= Leopold Katzenstein =

American marine engineer

Leopold Katzenstein (July 23, 1843) Rhina (today Haunetal), former Kreis Hünfeld, Hessen, Germany - December 4, 1915 New York City) was a Naval Architect and Marine engineer and the head of the firm of Leopold Katzenstein & Co..

Katzenstein immigrated to the United States between 1868–1869 and founded L Katzenstein & Sons at 358 West Street in New York City. His company were general machinists and sold engineer’s supplies including flexible tubular metallic packing for slipjoints and on steam pipes and highest grade anti-friction metal for bearings. He was also a successful inventor who held a number of patents; among others these included: -

- Improvement In Packing, US Pat. No. 105,462 dated 19 July 1870.
- Metallic Packing For Piston-Rods &c., US Pat. No. 228,200 dated 1 June 1880.
- Metallic Rod-Packing, US Pat. No. 267,750 dated 21 November 1882.
- Rod-Packing, US Pat. No. 301,998 dated 15 July 1884.
- Water-Tight Bulkhead-Door, US Pat. No. 432,070 dated 15 July 1890.
- Stuffing-Box, US Pat. No. 538,681 dated 7 May 1895.
- Water-Tight Bulkhead-Door, US Pat. No. 539,953 dated 28 May 1895.

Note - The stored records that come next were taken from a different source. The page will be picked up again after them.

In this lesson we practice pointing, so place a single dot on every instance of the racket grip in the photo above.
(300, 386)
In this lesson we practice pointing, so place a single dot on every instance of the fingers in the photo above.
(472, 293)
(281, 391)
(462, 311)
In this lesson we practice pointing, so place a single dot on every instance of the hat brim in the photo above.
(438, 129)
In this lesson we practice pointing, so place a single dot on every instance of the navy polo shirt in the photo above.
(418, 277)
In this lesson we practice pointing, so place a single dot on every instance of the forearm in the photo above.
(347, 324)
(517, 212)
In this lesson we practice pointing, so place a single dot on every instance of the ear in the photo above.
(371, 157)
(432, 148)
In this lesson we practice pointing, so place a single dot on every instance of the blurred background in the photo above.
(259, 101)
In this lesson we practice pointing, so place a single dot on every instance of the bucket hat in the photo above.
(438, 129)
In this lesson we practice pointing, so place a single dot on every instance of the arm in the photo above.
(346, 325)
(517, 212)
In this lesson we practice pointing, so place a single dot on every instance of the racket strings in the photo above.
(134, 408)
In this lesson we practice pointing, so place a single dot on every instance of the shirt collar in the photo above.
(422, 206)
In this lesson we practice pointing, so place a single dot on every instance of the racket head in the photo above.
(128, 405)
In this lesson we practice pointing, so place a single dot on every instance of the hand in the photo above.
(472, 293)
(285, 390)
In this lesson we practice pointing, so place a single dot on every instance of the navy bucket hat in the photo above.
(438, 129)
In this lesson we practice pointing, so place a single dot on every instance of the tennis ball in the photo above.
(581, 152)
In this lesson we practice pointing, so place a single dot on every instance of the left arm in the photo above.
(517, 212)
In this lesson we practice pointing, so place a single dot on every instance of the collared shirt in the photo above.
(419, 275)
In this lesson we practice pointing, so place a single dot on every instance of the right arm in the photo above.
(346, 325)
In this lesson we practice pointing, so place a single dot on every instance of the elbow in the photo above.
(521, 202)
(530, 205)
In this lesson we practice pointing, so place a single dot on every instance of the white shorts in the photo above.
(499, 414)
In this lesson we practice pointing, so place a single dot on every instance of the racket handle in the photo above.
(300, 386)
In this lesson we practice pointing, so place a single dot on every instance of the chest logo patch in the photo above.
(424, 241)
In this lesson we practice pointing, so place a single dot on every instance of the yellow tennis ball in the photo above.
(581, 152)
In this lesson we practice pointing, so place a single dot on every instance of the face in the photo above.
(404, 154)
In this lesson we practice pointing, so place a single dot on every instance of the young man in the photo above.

Katzenstein married Sarah Hecht whose uncle Samuel Hecht, Jr founded Hecht's in Baltimore. Katzenstein was one of the founders of Temple Israel NYC. He was a member of the Society of Naval Architects, the Society of Marine Engineers, the Railroad Club, the Society of Naval Engineers of Washington, D. C.; the Technischer Verein of Germany, and a number of charitable organizations.